People go through life not knowing that they are chimeras. There are no dependable estimates of how many human chimeras are born each year. The rate of natural fraternal embryo fusion is not well documented.
Chimeras are distinguished from transgenic animals or hybrids, in which one or more foreign genes is added to an animal’s single set of chromosomes. Chimeras have two sets of chromosomes in various tissues in their body.
Artificial chimeras can be created when scientists fuse two zygotes of the same species (intraspecies) or two zygotes from different species (interspecies). Some women with mitochondrial disease who wish to have a biological child have turned their eggs into mitochondrial chimeras. Their eggs with mutated mitochondrial cells are infused with healthy mitochondria from the cytoplasm of a donated egg, resulting in an egg with mitochondrial cells from two genomes, called heteroplasmy.

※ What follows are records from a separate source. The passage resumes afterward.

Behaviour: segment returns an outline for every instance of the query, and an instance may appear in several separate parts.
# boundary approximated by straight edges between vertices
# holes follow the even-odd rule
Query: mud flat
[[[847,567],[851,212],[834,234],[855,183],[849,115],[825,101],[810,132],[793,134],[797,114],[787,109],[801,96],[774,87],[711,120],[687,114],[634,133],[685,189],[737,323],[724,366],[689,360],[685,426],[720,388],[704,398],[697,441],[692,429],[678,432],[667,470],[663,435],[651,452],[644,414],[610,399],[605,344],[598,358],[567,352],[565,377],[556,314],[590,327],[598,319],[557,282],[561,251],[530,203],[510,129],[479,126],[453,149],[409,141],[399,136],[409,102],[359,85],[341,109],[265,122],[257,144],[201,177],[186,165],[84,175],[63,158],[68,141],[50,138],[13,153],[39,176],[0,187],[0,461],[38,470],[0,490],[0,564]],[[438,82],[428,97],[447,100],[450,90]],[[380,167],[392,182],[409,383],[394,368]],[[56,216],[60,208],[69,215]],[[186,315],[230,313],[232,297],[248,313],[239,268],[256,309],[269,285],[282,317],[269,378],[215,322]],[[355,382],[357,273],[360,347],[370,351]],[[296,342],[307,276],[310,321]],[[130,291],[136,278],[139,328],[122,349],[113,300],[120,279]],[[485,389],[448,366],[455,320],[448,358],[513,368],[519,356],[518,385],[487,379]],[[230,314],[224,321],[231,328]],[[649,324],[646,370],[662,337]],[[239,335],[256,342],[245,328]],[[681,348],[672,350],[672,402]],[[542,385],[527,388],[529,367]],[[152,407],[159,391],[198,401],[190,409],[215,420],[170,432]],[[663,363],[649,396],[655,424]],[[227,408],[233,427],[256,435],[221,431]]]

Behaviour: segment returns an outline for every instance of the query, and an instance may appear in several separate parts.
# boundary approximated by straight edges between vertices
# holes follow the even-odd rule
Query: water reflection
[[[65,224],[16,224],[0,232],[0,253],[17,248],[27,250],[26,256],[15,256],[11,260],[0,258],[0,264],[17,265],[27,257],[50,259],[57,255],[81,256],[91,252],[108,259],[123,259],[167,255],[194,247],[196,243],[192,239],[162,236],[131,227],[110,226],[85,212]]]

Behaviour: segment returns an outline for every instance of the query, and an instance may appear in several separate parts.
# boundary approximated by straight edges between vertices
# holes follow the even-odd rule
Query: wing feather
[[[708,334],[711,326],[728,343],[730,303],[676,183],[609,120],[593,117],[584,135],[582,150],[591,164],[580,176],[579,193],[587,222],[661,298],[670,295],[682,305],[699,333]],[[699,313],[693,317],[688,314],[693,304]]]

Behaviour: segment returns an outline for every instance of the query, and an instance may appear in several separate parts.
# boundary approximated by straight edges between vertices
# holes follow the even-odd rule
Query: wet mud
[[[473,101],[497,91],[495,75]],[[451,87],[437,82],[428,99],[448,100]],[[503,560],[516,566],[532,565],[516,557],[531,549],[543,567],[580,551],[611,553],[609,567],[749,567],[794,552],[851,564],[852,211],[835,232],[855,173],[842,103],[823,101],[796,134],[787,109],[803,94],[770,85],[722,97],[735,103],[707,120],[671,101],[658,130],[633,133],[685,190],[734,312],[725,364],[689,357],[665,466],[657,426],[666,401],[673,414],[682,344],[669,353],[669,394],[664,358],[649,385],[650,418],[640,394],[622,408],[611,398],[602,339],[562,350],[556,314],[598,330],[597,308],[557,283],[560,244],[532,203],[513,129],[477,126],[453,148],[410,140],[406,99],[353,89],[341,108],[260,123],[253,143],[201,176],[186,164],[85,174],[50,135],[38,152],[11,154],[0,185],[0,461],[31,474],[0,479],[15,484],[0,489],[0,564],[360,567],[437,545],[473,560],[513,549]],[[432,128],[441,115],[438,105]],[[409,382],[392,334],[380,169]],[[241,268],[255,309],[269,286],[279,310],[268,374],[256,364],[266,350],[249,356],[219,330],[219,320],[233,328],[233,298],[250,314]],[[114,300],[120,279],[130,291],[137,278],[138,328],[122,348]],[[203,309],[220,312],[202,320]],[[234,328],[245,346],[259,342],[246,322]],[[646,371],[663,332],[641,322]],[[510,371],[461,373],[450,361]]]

In 1953 the British Medical Journal reported a woman with blood containing two different blood types. A rare case of chimerism called tetragametic chimerism occurs through the fertilization of two eggs by two spermatozoa, followed by the fusion of the zygotes; the resulting child has intermingled cells from two distinct genomes.2
Chimeras can be artificially produced in research by transplanting embryonic cells from one organism onto the embryo of another, as in injecting mouse stem cells into mouse blastocysts. A chimera called a “geep” was produced in 1984 by combining embryos from a goat and a sheep.